Idriss Déby Itno, auto-promu au rang de maréchal en août dernier, s’est maintenu au pouvoir par des élections non-démocratiques pendant 30 ans, y compris en faisant assassiner en 2008 le leader de l’opposition Ibni Oumar Mahamat Saleh. Cette année, la présidentielle au processus électoral encore contesté en amont, a été de nouveau boycottée par les principaux partis d’opposition.

Il a réprimé la liberté de la presse, brimé l’opposition, privilégié de façon éhontée son ethnie zaghawa et interdit toutes les manifestations dans la rue. Il a de cette manière provoqué la création des rébellions, composées d’hommes qui considéraient que les processus électoraux n’étaient pas crédibles au Tchad.

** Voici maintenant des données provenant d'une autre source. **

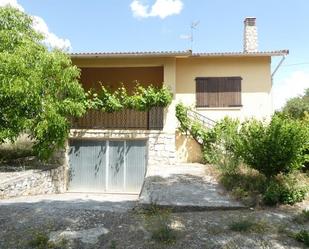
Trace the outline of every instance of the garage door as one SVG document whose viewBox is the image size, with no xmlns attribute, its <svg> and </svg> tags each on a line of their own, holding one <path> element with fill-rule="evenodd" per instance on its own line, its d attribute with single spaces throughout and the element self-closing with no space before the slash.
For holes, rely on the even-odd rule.
<svg viewBox="0 0 309 249">
<path fill-rule="evenodd" d="M 72 140 L 69 191 L 139 193 L 146 156 L 144 140 Z"/>
</svg>

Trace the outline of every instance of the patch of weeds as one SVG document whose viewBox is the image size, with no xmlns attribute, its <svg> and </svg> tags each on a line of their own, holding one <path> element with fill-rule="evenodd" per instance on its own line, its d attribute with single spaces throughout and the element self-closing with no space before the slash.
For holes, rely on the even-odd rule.
<svg viewBox="0 0 309 249">
<path fill-rule="evenodd" d="M 143 216 L 146 229 L 151 234 L 151 239 L 163 244 L 176 242 L 176 230 L 172 228 L 171 210 L 160 208 L 156 204 L 144 209 Z"/>
<path fill-rule="evenodd" d="M 158 224 L 153 230 L 151 238 L 155 241 L 164 244 L 173 244 L 176 242 L 176 233 L 175 231 L 166 223 L 166 221 L 159 221 Z"/>
<path fill-rule="evenodd" d="M 242 165 L 238 171 L 226 172 L 222 168 L 220 183 L 237 199 L 247 205 L 255 206 L 261 202 L 260 193 L 265 191 L 266 178 L 256 170 Z"/>
<path fill-rule="evenodd" d="M 111 241 L 111 244 L 109 246 L 109 249 L 117 249 L 117 242 L 115 240 Z"/>
<path fill-rule="evenodd" d="M 265 221 L 256 221 L 254 218 L 245 217 L 231 222 L 229 228 L 235 232 L 263 233 L 269 226 Z"/>
<path fill-rule="evenodd" d="M 293 237 L 293 232 L 289 229 L 288 223 L 283 223 L 283 224 L 278 225 L 277 233 L 287 235 L 288 237 Z"/>
<path fill-rule="evenodd" d="M 293 220 L 298 224 L 309 222 L 309 210 L 303 210 L 300 214 L 296 215 Z"/>
<path fill-rule="evenodd" d="M 207 233 L 211 235 L 218 235 L 223 233 L 224 231 L 224 228 L 219 225 L 209 225 L 207 227 Z"/>
<path fill-rule="evenodd" d="M 309 231 L 301 230 L 300 232 L 294 234 L 294 238 L 309 247 Z"/>
<path fill-rule="evenodd" d="M 53 243 L 49 242 L 49 237 L 46 233 L 38 232 L 34 238 L 30 240 L 29 246 L 36 249 L 55 248 Z"/>
<path fill-rule="evenodd" d="M 234 172 L 220 170 L 220 183 L 246 205 L 293 205 L 301 202 L 309 190 L 309 178 L 304 173 L 279 174 L 267 179 L 245 165 Z"/>
<path fill-rule="evenodd" d="M 150 205 L 147 205 L 146 207 L 142 208 L 141 213 L 144 216 L 155 216 L 160 215 L 163 211 L 171 211 L 167 208 L 162 208 L 158 206 L 155 202 L 151 203 Z"/>
<path fill-rule="evenodd" d="M 65 249 L 67 241 L 61 240 L 59 243 L 49 241 L 47 233 L 37 232 L 32 240 L 29 241 L 29 246 L 34 249 Z"/>
</svg>

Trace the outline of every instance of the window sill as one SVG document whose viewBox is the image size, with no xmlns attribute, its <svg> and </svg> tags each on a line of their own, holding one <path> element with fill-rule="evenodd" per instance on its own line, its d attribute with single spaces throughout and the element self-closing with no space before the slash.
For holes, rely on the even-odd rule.
<svg viewBox="0 0 309 249">
<path fill-rule="evenodd" d="M 241 110 L 242 106 L 231 106 L 231 107 L 195 107 L 197 111 L 237 111 Z"/>
</svg>

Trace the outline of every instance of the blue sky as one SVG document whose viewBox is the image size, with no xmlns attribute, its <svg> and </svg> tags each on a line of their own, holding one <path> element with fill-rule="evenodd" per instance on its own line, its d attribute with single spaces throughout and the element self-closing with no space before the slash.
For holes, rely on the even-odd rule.
<svg viewBox="0 0 309 249">
<path fill-rule="evenodd" d="M 290 50 L 274 81 L 276 107 L 309 87 L 308 0 L 1 2 L 41 17 L 41 24 L 48 26 L 46 34 L 52 34 L 50 39 L 70 44 L 73 52 L 187 50 L 190 42 L 180 36 L 189 34 L 190 23 L 196 20 L 193 51 L 241 51 L 243 20 L 255 16 L 259 50 Z M 273 62 L 275 66 L 278 59 Z"/>
</svg>

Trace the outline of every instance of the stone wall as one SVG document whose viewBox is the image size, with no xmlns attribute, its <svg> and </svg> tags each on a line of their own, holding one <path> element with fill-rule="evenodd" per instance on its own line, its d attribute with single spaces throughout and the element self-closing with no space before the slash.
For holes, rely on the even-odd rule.
<svg viewBox="0 0 309 249">
<path fill-rule="evenodd" d="M 64 167 L 44 170 L 27 170 L 14 173 L 0 173 L 0 199 L 40 194 L 55 194 L 65 191 Z"/>
<path fill-rule="evenodd" d="M 175 164 L 175 133 L 156 130 L 71 130 L 71 138 L 146 139 L 148 166 Z"/>
</svg>

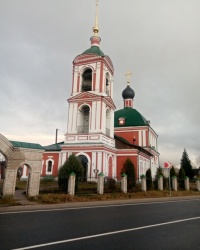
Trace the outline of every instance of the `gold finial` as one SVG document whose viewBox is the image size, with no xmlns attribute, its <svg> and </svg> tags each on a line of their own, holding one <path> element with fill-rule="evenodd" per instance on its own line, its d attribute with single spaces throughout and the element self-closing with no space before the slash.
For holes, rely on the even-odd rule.
<svg viewBox="0 0 200 250">
<path fill-rule="evenodd" d="M 98 0 L 96 0 L 96 15 L 95 15 L 95 25 L 93 27 L 93 32 L 94 32 L 94 36 L 97 36 L 97 34 L 99 33 L 99 28 L 98 28 Z"/>
<path fill-rule="evenodd" d="M 132 75 L 132 73 L 130 71 L 127 71 L 127 73 L 125 74 L 125 76 L 127 77 L 127 83 L 128 83 L 128 85 L 130 85 L 131 75 Z"/>
</svg>

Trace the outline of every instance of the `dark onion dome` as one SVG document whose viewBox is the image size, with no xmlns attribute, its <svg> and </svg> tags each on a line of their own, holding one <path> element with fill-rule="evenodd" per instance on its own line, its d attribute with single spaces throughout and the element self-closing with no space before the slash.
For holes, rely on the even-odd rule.
<svg viewBox="0 0 200 250">
<path fill-rule="evenodd" d="M 135 96 L 134 90 L 130 87 L 130 85 L 127 85 L 127 87 L 122 92 L 122 97 L 124 99 L 133 99 Z"/>
<path fill-rule="evenodd" d="M 120 126 L 119 119 L 124 118 L 125 123 Z M 150 126 L 149 122 L 136 109 L 126 107 L 115 111 L 114 127 Z"/>
<path fill-rule="evenodd" d="M 103 57 L 105 56 L 103 51 L 101 51 L 98 46 L 92 46 L 91 48 L 84 51 L 82 54 L 96 54 L 98 56 L 103 56 Z"/>
</svg>

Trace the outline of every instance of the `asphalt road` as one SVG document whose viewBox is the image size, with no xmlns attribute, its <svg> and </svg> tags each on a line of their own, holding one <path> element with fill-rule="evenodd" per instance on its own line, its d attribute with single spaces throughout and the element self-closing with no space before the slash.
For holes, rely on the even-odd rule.
<svg viewBox="0 0 200 250">
<path fill-rule="evenodd" d="M 200 199 L 0 212 L 0 249 L 200 249 Z"/>
</svg>

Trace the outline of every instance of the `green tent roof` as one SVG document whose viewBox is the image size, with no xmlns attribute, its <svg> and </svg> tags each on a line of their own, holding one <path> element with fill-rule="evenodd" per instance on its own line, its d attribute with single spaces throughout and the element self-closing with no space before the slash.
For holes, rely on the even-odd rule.
<svg viewBox="0 0 200 250">
<path fill-rule="evenodd" d="M 119 118 L 125 119 L 125 124 L 119 125 Z M 115 127 L 149 126 L 149 122 L 136 109 L 126 107 L 115 112 Z"/>
<path fill-rule="evenodd" d="M 101 51 L 98 46 L 92 46 L 91 48 L 84 51 L 82 54 L 96 54 L 99 56 L 105 56 L 103 51 Z"/>
<path fill-rule="evenodd" d="M 37 143 L 30 143 L 30 142 L 21 142 L 21 141 L 10 141 L 10 143 L 15 147 L 15 148 L 30 148 L 30 149 L 42 149 L 44 148 Z"/>
</svg>

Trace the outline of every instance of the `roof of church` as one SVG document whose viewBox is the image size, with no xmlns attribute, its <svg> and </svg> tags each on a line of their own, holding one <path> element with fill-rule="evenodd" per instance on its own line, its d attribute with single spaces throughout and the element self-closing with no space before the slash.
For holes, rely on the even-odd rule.
<svg viewBox="0 0 200 250">
<path fill-rule="evenodd" d="M 44 146 L 44 149 L 45 149 L 45 151 L 61 151 L 60 145 L 63 145 L 63 144 L 64 144 L 64 141 L 61 141 L 61 142 L 58 142 L 55 144 Z"/>
<path fill-rule="evenodd" d="M 105 56 L 102 50 L 98 46 L 92 46 L 91 48 L 85 50 L 82 54 L 96 54 L 98 56 Z"/>
<path fill-rule="evenodd" d="M 30 148 L 30 149 L 43 149 L 40 144 L 37 143 L 30 143 L 30 142 L 21 142 L 21 141 L 10 141 L 10 143 L 15 147 L 15 148 Z"/>
<path fill-rule="evenodd" d="M 120 126 L 119 119 L 124 118 L 125 123 Z M 130 127 L 130 126 L 149 126 L 149 122 L 136 109 L 125 107 L 115 111 L 114 119 L 115 127 Z"/>
<path fill-rule="evenodd" d="M 122 141 L 123 143 L 129 145 L 130 147 L 132 147 L 134 149 L 139 149 L 140 151 L 144 152 L 145 154 L 147 154 L 149 156 L 153 156 L 153 154 L 151 152 L 149 152 L 148 150 L 146 150 L 144 147 L 141 147 L 139 145 L 134 145 L 134 144 L 128 142 L 126 139 L 124 139 L 121 136 L 118 136 L 118 135 L 114 134 L 114 138 Z"/>
</svg>

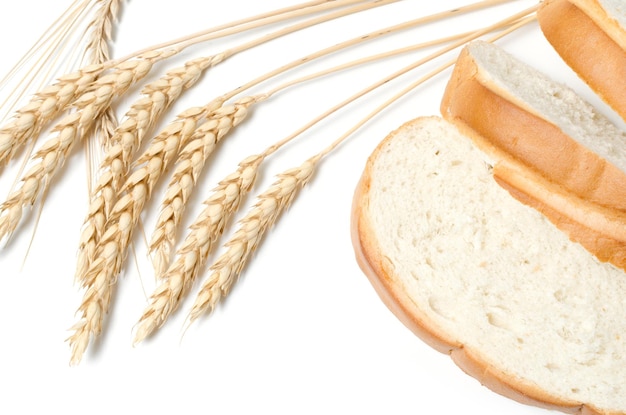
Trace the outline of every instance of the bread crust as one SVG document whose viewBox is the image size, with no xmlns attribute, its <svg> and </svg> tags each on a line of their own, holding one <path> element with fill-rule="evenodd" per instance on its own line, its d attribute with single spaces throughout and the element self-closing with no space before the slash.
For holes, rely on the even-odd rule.
<svg viewBox="0 0 626 415">
<path fill-rule="evenodd" d="M 537 18 L 561 58 L 626 120 L 626 32 L 619 23 L 597 0 L 545 0 Z"/>
<path fill-rule="evenodd" d="M 503 182 L 526 193 L 519 200 L 544 212 L 598 259 L 626 269 L 626 175 L 501 94 L 465 48 L 441 113 L 500 165 Z"/>
<path fill-rule="evenodd" d="M 414 120 L 412 122 L 419 122 Z M 370 156 L 356 187 L 351 212 L 351 237 L 356 261 L 375 291 L 390 311 L 414 334 L 434 349 L 448 354 L 465 373 L 492 391 L 517 402 L 566 413 L 600 415 L 592 407 L 560 399 L 488 363 L 480 352 L 471 350 L 455 339 L 447 338 L 430 322 L 411 300 L 394 274 L 393 266 L 381 256 L 381 249 L 368 219 L 372 164 L 386 142 L 393 140 L 406 126 L 392 132 Z"/>
<path fill-rule="evenodd" d="M 581 244 L 600 261 L 626 270 L 626 218 L 614 211 L 598 211 L 585 200 L 574 198 L 553 182 L 529 176 L 509 161 L 498 163 L 494 178 L 514 198 L 546 216 L 572 241 Z M 541 194 L 543 198 L 536 196 Z M 561 210 L 559 210 L 561 209 Z"/>
</svg>

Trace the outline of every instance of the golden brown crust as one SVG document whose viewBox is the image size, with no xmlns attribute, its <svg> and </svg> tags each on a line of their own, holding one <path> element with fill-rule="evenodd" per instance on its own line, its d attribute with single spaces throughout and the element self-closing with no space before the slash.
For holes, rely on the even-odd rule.
<svg viewBox="0 0 626 415">
<path fill-rule="evenodd" d="M 393 267 L 386 265 L 367 214 L 371 165 L 380 149 L 401 129 L 383 140 L 370 156 L 354 193 L 351 214 L 351 236 L 357 263 L 383 303 L 413 333 L 436 350 L 449 354 L 455 364 L 465 373 L 476 378 L 492 391 L 527 405 L 567 413 L 597 414 L 580 403 L 556 398 L 522 379 L 514 378 L 487 363 L 479 352 L 468 349 L 454 339 L 446 339 L 447 336 L 428 321 L 409 297 L 401 282 L 394 275 Z"/>
<path fill-rule="evenodd" d="M 570 239 L 626 269 L 626 175 L 494 90 L 464 49 L 441 113 L 507 171 L 501 181 L 526 193 Z"/>
<path fill-rule="evenodd" d="M 615 19 L 593 0 L 545 0 L 537 18 L 561 58 L 626 120 L 626 33 Z"/>
<path fill-rule="evenodd" d="M 572 241 L 581 244 L 600 261 L 626 270 L 623 242 L 626 239 L 626 227 L 623 226 L 626 218 L 623 215 L 598 212 L 585 200 L 572 198 L 558 185 L 524 174 L 511 163 L 496 164 L 493 172 L 496 181 L 513 197 L 541 212 Z M 532 196 L 537 194 L 544 197 Z"/>
<path fill-rule="evenodd" d="M 578 197 L 626 211 L 621 170 L 494 89 L 465 49 L 442 100 L 443 117 L 474 130 L 488 154 L 504 152 Z"/>
</svg>

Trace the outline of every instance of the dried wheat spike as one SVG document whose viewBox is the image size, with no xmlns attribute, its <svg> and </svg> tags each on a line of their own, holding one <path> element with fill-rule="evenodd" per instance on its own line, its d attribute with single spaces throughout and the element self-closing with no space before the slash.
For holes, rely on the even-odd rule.
<svg viewBox="0 0 626 415">
<path fill-rule="evenodd" d="M 165 192 L 150 242 L 153 265 L 158 276 L 163 274 L 169 265 L 171 247 L 176 239 L 176 228 L 180 224 L 185 206 L 206 160 L 222 137 L 245 119 L 250 106 L 262 99 L 263 96 L 244 97 L 220 108 L 198 128 L 183 148 Z"/>
<path fill-rule="evenodd" d="M 203 202 L 204 209 L 189 227 L 185 241 L 176 251 L 176 261 L 161 276 L 160 285 L 150 297 L 150 303 L 138 322 L 134 343 L 149 336 L 178 308 L 213 251 L 215 242 L 254 186 L 263 159 L 262 155 L 247 157 L 234 173 L 219 182 L 211 196 Z"/>
<path fill-rule="evenodd" d="M 99 8 L 85 30 L 88 36 L 85 55 L 88 55 L 88 62 L 92 64 L 104 63 L 110 59 L 109 43 L 113 21 L 117 16 L 121 0 L 98 0 L 98 3 Z M 106 144 L 116 127 L 115 111 L 109 107 L 96 120 L 93 135 L 101 144 Z"/>
<path fill-rule="evenodd" d="M 95 246 L 104 231 L 104 224 L 116 201 L 130 163 L 143 139 L 161 114 L 183 91 L 191 88 L 209 67 L 221 62 L 223 55 L 199 58 L 169 71 L 146 85 L 143 97 L 131 105 L 123 122 L 115 129 L 100 165 L 100 176 L 92 192 L 78 248 L 76 276 L 84 275 L 93 260 Z M 203 114 L 193 112 L 195 116 Z"/>
<path fill-rule="evenodd" d="M 209 113 L 218 111 L 222 103 L 220 98 L 214 100 L 209 106 Z M 196 117 L 187 117 L 166 127 L 139 157 L 137 169 L 122 186 L 123 196 L 111 210 L 104 234 L 95 247 L 94 260 L 85 275 L 80 276 L 86 293 L 79 308 L 80 321 L 74 326 L 74 333 L 68 339 L 72 348 L 71 363 L 81 360 L 85 351 L 83 345 L 87 345 L 92 337 L 100 333 L 102 320 L 110 306 L 111 293 L 122 270 L 141 211 L 159 178 L 178 154 L 180 147 L 187 144 L 200 115 L 207 109 L 196 109 Z"/>
<path fill-rule="evenodd" d="M 211 266 L 211 275 L 202 284 L 189 313 L 189 323 L 213 311 L 228 295 L 265 233 L 289 207 L 298 190 L 309 182 L 320 159 L 321 155 L 316 155 L 299 167 L 279 174 L 270 188 L 258 196 L 256 204 L 224 245 L 226 251 Z"/>
<path fill-rule="evenodd" d="M 64 75 L 15 111 L 7 124 L 0 128 L 0 162 L 11 160 L 22 145 L 37 137 L 50 121 L 93 84 L 104 69 L 102 64 L 90 65 Z"/>
<path fill-rule="evenodd" d="M 47 188 L 51 178 L 60 170 L 73 146 L 93 126 L 94 120 L 109 107 L 113 98 L 123 94 L 131 85 L 145 77 L 153 64 L 163 58 L 159 52 L 127 61 L 116 71 L 104 75 L 74 102 L 77 112 L 66 115 L 53 129 L 32 157 L 32 167 L 22 177 L 20 187 L 11 192 L 0 206 L 0 239 L 10 236 L 17 228 L 26 206 L 32 206 Z"/>
<path fill-rule="evenodd" d="M 85 50 L 91 62 L 106 62 L 110 59 L 111 31 L 121 0 L 98 0 L 98 3 L 100 7 L 86 30 L 90 35 Z"/>
</svg>

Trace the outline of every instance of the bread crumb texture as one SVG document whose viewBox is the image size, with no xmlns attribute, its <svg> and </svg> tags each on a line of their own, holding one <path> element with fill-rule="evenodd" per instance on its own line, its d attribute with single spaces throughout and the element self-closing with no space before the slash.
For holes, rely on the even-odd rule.
<svg viewBox="0 0 626 415">
<path fill-rule="evenodd" d="M 626 411 L 626 274 L 514 200 L 445 121 L 390 137 L 365 214 L 426 319 L 515 379 Z"/>
<path fill-rule="evenodd" d="M 500 95 L 558 126 L 626 173 L 626 133 L 573 89 L 493 44 L 472 42 L 468 48 L 484 82 L 493 83 Z"/>
</svg>

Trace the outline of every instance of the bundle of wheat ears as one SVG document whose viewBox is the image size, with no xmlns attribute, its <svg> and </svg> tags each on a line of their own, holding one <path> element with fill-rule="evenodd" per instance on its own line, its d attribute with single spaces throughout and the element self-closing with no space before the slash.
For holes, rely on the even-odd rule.
<svg viewBox="0 0 626 415">
<path fill-rule="evenodd" d="M 298 191 L 320 167 L 322 159 L 400 97 L 453 65 L 454 54 L 449 57 L 447 54 L 454 53 L 473 39 L 493 41 L 511 33 L 533 21 L 537 8 L 520 10 L 515 15 L 474 31 L 427 39 L 409 47 L 362 57 L 296 79 L 285 78 L 278 86 L 268 88 L 265 92 L 249 94 L 248 91 L 253 87 L 270 79 L 280 81 L 281 76 L 288 71 L 326 55 L 408 28 L 511 2 L 485 0 L 422 16 L 416 1 L 416 13 L 412 20 L 391 27 L 375 28 L 370 33 L 351 39 L 340 39 L 332 46 L 247 80 L 205 105 L 187 108 L 163 123 L 168 108 L 184 91 L 193 88 L 206 71 L 230 57 L 304 28 L 397 1 L 310 1 L 227 22 L 201 33 L 147 46 L 120 58 L 110 56 L 110 46 L 112 33 L 119 24 L 118 12 L 123 1 L 75 1 L 44 33 L 41 41 L 15 65 L 15 69 L 3 81 L 3 88 L 9 78 L 19 78 L 19 85 L 23 87 L 4 94 L 6 100 L 2 108 L 5 111 L 5 122 L 0 127 L 0 161 L 5 164 L 18 163 L 17 158 L 24 154 L 28 160 L 23 162 L 24 168 L 16 185 L 0 205 L 0 240 L 10 243 L 10 237 L 21 229 L 20 223 L 23 217 L 26 218 L 25 210 L 36 204 L 41 206 L 49 186 L 55 183 L 52 178 L 63 169 L 64 161 L 75 146 L 84 146 L 88 150 L 88 160 L 94 164 L 90 169 L 92 177 L 89 183 L 93 185 L 88 189 L 90 197 L 85 206 L 84 225 L 82 229 L 76 230 L 80 239 L 75 278 L 84 295 L 82 302 L 77 305 L 77 321 L 71 327 L 68 338 L 72 364 L 81 361 L 92 340 L 105 327 L 104 320 L 114 301 L 114 286 L 124 272 L 129 252 L 132 252 L 133 235 L 143 231 L 142 213 L 166 173 L 169 182 L 163 199 L 159 201 L 158 220 L 155 228 L 147 235 L 154 273 L 159 283 L 149 295 L 143 315 L 137 316 L 137 323 L 133 326 L 134 343 L 141 342 L 161 327 L 197 283 L 200 285 L 189 310 L 187 324 L 215 309 L 229 293 L 281 213 L 293 203 Z M 219 39 L 263 28 L 270 29 L 238 46 L 217 50 L 206 56 L 194 56 L 179 67 L 168 68 L 160 78 L 143 82 L 157 63 L 167 65 L 168 60 L 191 46 L 213 41 L 211 48 L 215 48 L 215 45 L 219 45 Z M 60 70 L 60 61 L 49 59 L 48 55 L 58 55 L 60 45 L 66 44 L 65 39 L 77 31 L 82 31 L 85 36 L 82 36 L 84 41 L 80 47 L 74 46 L 74 49 L 80 49 L 79 53 L 76 50 L 69 51 L 72 56 L 79 56 L 73 63 L 75 69 Z M 337 36 L 340 37 L 340 34 Z M 203 209 L 188 228 L 185 238 L 177 240 L 184 211 L 192 203 L 192 195 L 197 191 L 207 160 L 254 107 L 261 103 L 265 105 L 274 95 L 295 85 L 425 48 L 431 48 L 433 52 L 329 107 L 264 151 L 244 155 L 233 172 L 215 186 L 202 186 L 212 187 L 212 190 L 208 195 L 201 192 L 201 197 L 205 198 Z M 70 55 L 69 52 L 67 55 Z M 250 210 L 237 223 L 231 224 L 232 218 L 243 206 L 242 201 L 255 189 L 255 180 L 272 154 L 331 114 L 348 105 L 356 105 L 359 98 L 389 81 L 440 58 L 445 59 L 444 63 L 421 74 L 419 79 L 407 82 L 391 99 L 381 103 L 331 145 L 295 163 L 296 167 L 278 174 L 269 188 L 258 191 L 256 202 Z M 56 65 L 56 69 L 50 65 Z M 38 79 L 42 74 L 43 77 Z M 32 89 L 37 82 L 48 82 L 45 76 L 49 77 L 50 74 L 53 74 L 53 80 L 49 85 L 37 86 L 36 92 L 29 92 L 29 88 Z M 127 98 L 129 91 L 133 90 L 140 91 L 139 97 L 130 100 L 131 104 L 126 111 L 117 113 L 115 103 Z M 22 103 L 24 98 L 25 104 Z M 155 131 L 159 125 L 165 127 Z M 230 238 L 223 242 L 222 253 L 212 264 L 207 263 L 225 229 L 231 225 L 234 230 Z M 202 281 L 197 281 L 199 279 Z"/>
</svg>

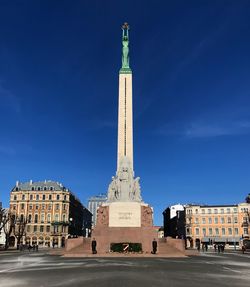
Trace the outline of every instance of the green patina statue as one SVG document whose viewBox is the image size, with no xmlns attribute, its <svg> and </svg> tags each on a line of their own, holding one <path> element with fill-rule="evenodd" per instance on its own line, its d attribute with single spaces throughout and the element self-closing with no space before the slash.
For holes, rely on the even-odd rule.
<svg viewBox="0 0 250 287">
<path fill-rule="evenodd" d="M 129 36 L 128 36 L 129 25 L 124 23 L 122 25 L 122 68 L 120 72 L 129 73 L 131 72 L 129 67 Z"/>
</svg>

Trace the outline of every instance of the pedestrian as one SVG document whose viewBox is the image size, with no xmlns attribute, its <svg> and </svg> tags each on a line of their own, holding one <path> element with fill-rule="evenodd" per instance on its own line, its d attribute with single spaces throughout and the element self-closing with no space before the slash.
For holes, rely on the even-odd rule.
<svg viewBox="0 0 250 287">
<path fill-rule="evenodd" d="M 152 241 L 152 249 L 153 251 L 151 251 L 152 254 L 156 254 L 157 252 L 157 241 L 156 239 L 154 238 L 154 240 Z"/>
<path fill-rule="evenodd" d="M 207 251 L 207 249 L 208 249 L 207 243 L 205 244 L 205 249 L 206 249 L 206 251 Z"/>
<path fill-rule="evenodd" d="M 95 238 L 93 238 L 93 240 L 91 242 L 92 254 L 96 254 L 97 253 L 96 245 L 97 245 L 96 240 L 95 240 Z"/>
<path fill-rule="evenodd" d="M 198 242 L 197 243 L 197 250 L 200 252 L 200 250 L 201 250 L 201 244 L 200 244 L 200 242 Z"/>
<path fill-rule="evenodd" d="M 202 251 L 204 252 L 205 251 L 205 244 L 204 243 L 202 243 L 201 248 L 202 248 Z"/>
<path fill-rule="evenodd" d="M 36 244 L 36 252 L 38 252 L 38 244 Z"/>
<path fill-rule="evenodd" d="M 221 244 L 218 244 L 218 253 L 221 252 Z"/>
<path fill-rule="evenodd" d="M 217 245 L 214 243 L 214 252 L 217 251 Z"/>
</svg>

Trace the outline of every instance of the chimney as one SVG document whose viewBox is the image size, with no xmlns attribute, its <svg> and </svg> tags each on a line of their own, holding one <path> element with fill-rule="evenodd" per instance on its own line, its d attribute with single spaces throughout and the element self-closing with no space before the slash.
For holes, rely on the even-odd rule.
<svg viewBox="0 0 250 287">
<path fill-rule="evenodd" d="M 32 185 L 32 179 L 30 180 L 30 185 Z"/>
<path fill-rule="evenodd" d="M 19 185 L 19 181 L 17 180 L 17 181 L 16 181 L 16 186 L 18 186 L 18 185 Z"/>
</svg>

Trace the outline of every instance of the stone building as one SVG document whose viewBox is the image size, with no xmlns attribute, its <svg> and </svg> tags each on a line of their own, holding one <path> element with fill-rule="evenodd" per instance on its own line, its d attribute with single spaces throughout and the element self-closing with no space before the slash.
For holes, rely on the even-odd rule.
<svg viewBox="0 0 250 287">
<path fill-rule="evenodd" d="M 15 246 L 63 247 L 69 236 L 83 235 L 92 216 L 69 189 L 50 180 L 17 182 L 10 194 L 10 212 L 15 223 L 10 242 Z"/>
<path fill-rule="evenodd" d="M 105 193 L 101 193 L 96 196 L 92 196 L 88 200 L 88 210 L 93 214 L 92 217 L 92 224 L 93 226 L 96 225 L 96 216 L 97 216 L 97 209 L 98 207 L 107 201 L 107 195 Z"/>
<path fill-rule="evenodd" d="M 236 248 L 249 238 L 249 203 L 235 205 L 187 205 L 185 207 L 187 247 L 199 243 L 224 243 Z"/>
</svg>

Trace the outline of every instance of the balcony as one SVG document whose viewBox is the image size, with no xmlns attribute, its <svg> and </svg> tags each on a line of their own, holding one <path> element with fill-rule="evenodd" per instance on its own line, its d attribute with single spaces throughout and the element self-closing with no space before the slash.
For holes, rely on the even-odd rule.
<svg viewBox="0 0 250 287">
<path fill-rule="evenodd" d="M 52 221 L 51 225 L 63 225 L 63 226 L 67 226 L 69 225 L 68 221 Z"/>
</svg>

Après la mort de son père, le 20 avril, le général quatre étoiles Mahamat Idriss Déby, alias Mahamat Kaka, 37 ans, jusqu’alors chef de la redoutable Garde présidentielle, unité d’élite et garde prétorienne du régime, a dissous gouvernement et Assemblée nationale et juré que de nouvelles institutions verraient le jour après des élections « libres et démocratiques » dans un an et demi. Il a suspendu la constitution de 2018 et installé au pouvoir un Conseil militaire de transition composé de 15 officiers de haut-rang. Or la constitution dans son article 81 prévoyait que le pouvoir devait revenir au « Président de l’Assemblée Nationale et, en cas d’empêchement de ce dernier, par le 1er Vice-président ». Il s’agit donc d’un coup d’Etat militaire. Ce coup d’Etat fait craindre une fausse transition aboutissant à un processus électoral non démocratique à son issue. Une succession monarchique comme au Togo en 2005 ou au Gabon en 2009 est possible.

L’Élysée a publié un communiqué qui fait honteusement honneur au despote: « Le Tchad perd un grand soldat et un Président qui a œuvré sans relâche pour la sécurité du pays et la stabilité de la région durant trois décennies, indique la présidence. La France perd un ami courageux. […] Elle prend acte de l’annonce par les autorités tchadiennes de la mise en place d’un conseil militaire de transition, organe chargé de conduire une transition politique d’une durée limitée. Elle souligne l’importance que la transition se déroule dans des conditions pacifiques, dans un esprit de dialogue avec tous les acteurs politiques et de la société civile, et permette le retour rapide à une gouvernance inclusive s’appuyant sur les institutions civiles. » Aucune condamnation donc !

Le Drian, grand ami de Déby,  a appelé à une transition militaire d’une « durée limitée » qui conduise à un « gouvernement civil et inclusif ».

La ministre des Armées Florence Parly a de son côté affirmé que la France « perd un allié essentiel dans la lutte contre le terrorisme au Sahel » tant il est vrai que le régime Déby est un contributeur de poids en soldats et armements dans ce conflit (l’armée tchadienne fournit également aux Casques bleus de l’ONU au Mali un de leurs principaux contingents et passe pour la plus aguerrie de la force conjointe du G5 Sahel (Mauritanie, Mali, Burkina Faso, Niger et Tchad).

Une France néo-coloniale reconnaissante qui a par deux fois au moins « sauvé » le dictateur (février 2008 et février 2019 la rébellion étant alors menée par  les propres cousins de Déby, les frères Timan et Tom Erdimi) ; une France intéressée qui pour garder à son armée un terrain d’entrainement particulièrement favorable et une base arrière pour ses opérations, a fermé les yeux sur la dérive despotique du régime et  l’a laissé déstabiliser la République Centrafricaine.

Le Parti de Gauche condamne le coup d’Etat militaire du 20 avril et désapprouve fermement les termes du communiqué de l’Elysée à ce sujet.

Le Parti de Gauche en appelle au retour à l’ordre constitutionnel et à l’organisation d’élections libres dans le délai prévu par la constitution tchadienne (90 jours maximum).

Le Parti de Gauche demande au gouvernement français et au Service européen pour l’action extérieure d’employer leurs moyens diplomatiques pour garantir la sécurité des militants des partis d’opposition et de la société civile et pour aider à la mise en œuvre d’une véritable transition vers la démocratie au Tchad qui permette des processus électoraux incontestables, garantis par une commission électorales acceptée par l’opposition et par de l’observation internationale crédible.

Le Parti de Gauche forme le voeu que ces évènements soient l’occasion pour la France de réviser entièrement sa politique d’intervention militaire au Sahel.